それでは旦那様、私と賭けをいたしましょう

 成人祝いに父が買ってくれた帽子。母がくれたグローブ。
 その全てを、カリーナに燃やされている。
 手元に両親の形見が残ることはなく、ふたりを感じられる場所《もの》は墓石だけだった。
 教会の墓地に埋葬されたふたりのお墓だけは、さすがに叔父もカリーナも世間体を気にして手を出さなかったので、日々に疲れた時、両親に会いたくなった時はそこへ通ったものだ。
 けれど、もうそこにしかないと思っていた両親の影を、ミレッラは王都にも見る。

(あのお店、お父様が帽子を買ってくれたところだわ)

 乗っていた馬車から降りて、セレナと一緒に街を歩いていてすぐに見つけた。
 王都のメインストリートに並ぶ高級店の一つで、道に面した壁はガラス張りなので店内の様子が窺える。
 伯爵家は資産こそ持っていたが、父も母もあまり自分たちのためにお金を使うタイプではなかった。

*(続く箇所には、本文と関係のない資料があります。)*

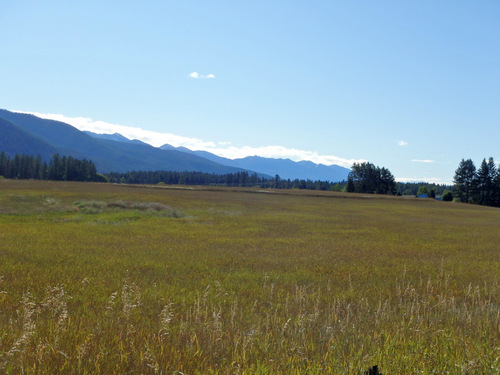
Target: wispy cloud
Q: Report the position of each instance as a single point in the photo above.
(221, 148)
(422, 161)
(202, 76)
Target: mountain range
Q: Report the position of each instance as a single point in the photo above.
(25, 133)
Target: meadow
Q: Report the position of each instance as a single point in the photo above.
(118, 279)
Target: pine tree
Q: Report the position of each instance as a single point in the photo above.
(464, 180)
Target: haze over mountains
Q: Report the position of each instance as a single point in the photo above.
(28, 134)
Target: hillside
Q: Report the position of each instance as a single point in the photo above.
(285, 168)
(108, 155)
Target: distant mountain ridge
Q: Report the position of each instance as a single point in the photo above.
(25, 133)
(285, 168)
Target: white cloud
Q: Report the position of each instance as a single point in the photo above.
(422, 161)
(198, 75)
(224, 149)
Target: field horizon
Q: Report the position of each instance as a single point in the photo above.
(115, 279)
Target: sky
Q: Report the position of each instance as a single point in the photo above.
(410, 86)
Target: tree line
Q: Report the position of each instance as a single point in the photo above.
(364, 177)
(65, 168)
(369, 179)
(241, 179)
(478, 186)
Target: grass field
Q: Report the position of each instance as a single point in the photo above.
(114, 279)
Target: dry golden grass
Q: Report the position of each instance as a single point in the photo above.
(113, 279)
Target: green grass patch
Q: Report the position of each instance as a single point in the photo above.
(112, 279)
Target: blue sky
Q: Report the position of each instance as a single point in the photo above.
(411, 86)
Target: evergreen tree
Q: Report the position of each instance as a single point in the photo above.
(464, 180)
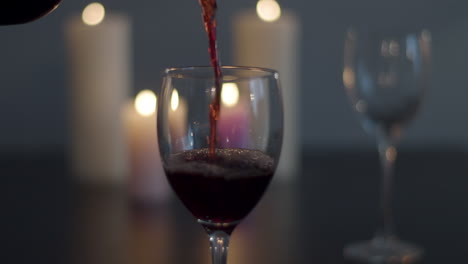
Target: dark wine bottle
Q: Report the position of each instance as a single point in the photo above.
(24, 11)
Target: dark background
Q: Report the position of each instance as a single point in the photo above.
(47, 219)
(34, 65)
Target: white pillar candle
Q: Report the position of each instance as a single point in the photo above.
(99, 55)
(178, 122)
(234, 119)
(274, 44)
(147, 181)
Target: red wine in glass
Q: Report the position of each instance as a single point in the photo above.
(221, 187)
(23, 11)
(220, 190)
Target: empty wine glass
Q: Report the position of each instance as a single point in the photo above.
(385, 76)
(220, 188)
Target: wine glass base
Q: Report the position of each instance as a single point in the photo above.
(380, 250)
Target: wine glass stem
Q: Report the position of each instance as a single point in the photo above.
(387, 155)
(219, 241)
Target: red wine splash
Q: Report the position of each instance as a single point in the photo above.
(223, 189)
(209, 21)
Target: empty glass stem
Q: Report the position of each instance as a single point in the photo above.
(219, 241)
(387, 155)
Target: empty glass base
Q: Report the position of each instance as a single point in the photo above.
(379, 250)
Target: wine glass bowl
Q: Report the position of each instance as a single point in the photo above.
(385, 75)
(220, 188)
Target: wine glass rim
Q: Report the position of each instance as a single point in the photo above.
(178, 72)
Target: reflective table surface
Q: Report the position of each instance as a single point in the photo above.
(47, 218)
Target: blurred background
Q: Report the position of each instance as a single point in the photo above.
(44, 216)
(34, 101)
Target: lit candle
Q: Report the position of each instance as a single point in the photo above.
(99, 53)
(147, 182)
(270, 38)
(233, 123)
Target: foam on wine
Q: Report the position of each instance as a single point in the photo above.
(223, 189)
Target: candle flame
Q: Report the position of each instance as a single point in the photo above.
(93, 14)
(146, 102)
(230, 94)
(268, 10)
(174, 100)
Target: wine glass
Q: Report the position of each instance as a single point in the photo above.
(221, 187)
(385, 76)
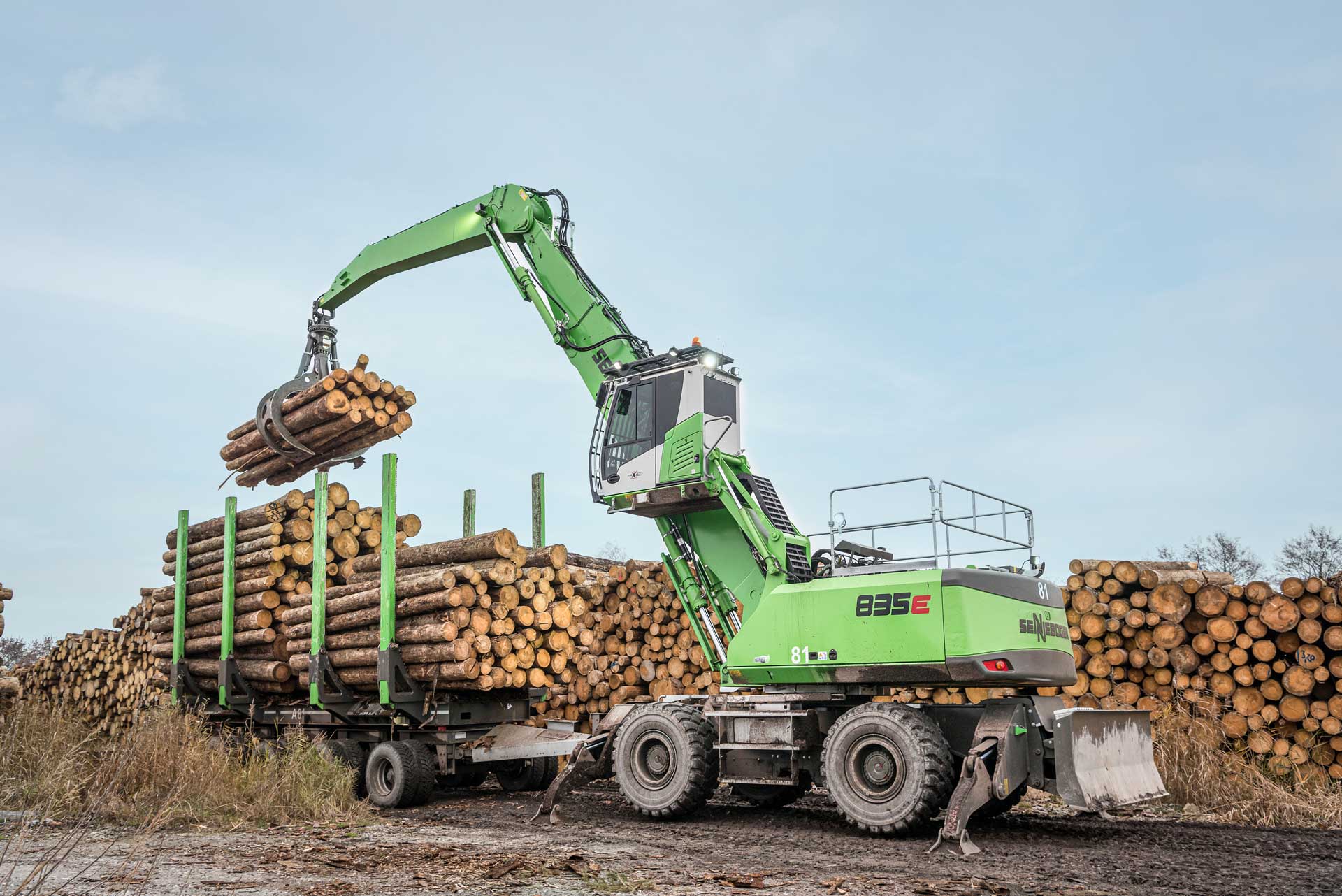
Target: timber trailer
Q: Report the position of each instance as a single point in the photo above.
(803, 640)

だから娘であるミレッラも、普段は両親にならい、あまり物をねだったことはない 。
 けれど初めてわがままを言って買ってもらったのが、この店で売っていた帽子だ。

(懐かしいわ……。お父様、私が迷っているのに気付いて、手を引いてくれたのよね)

 その帽子店の少し先には、三人で一緒にランチをしたレストランがある。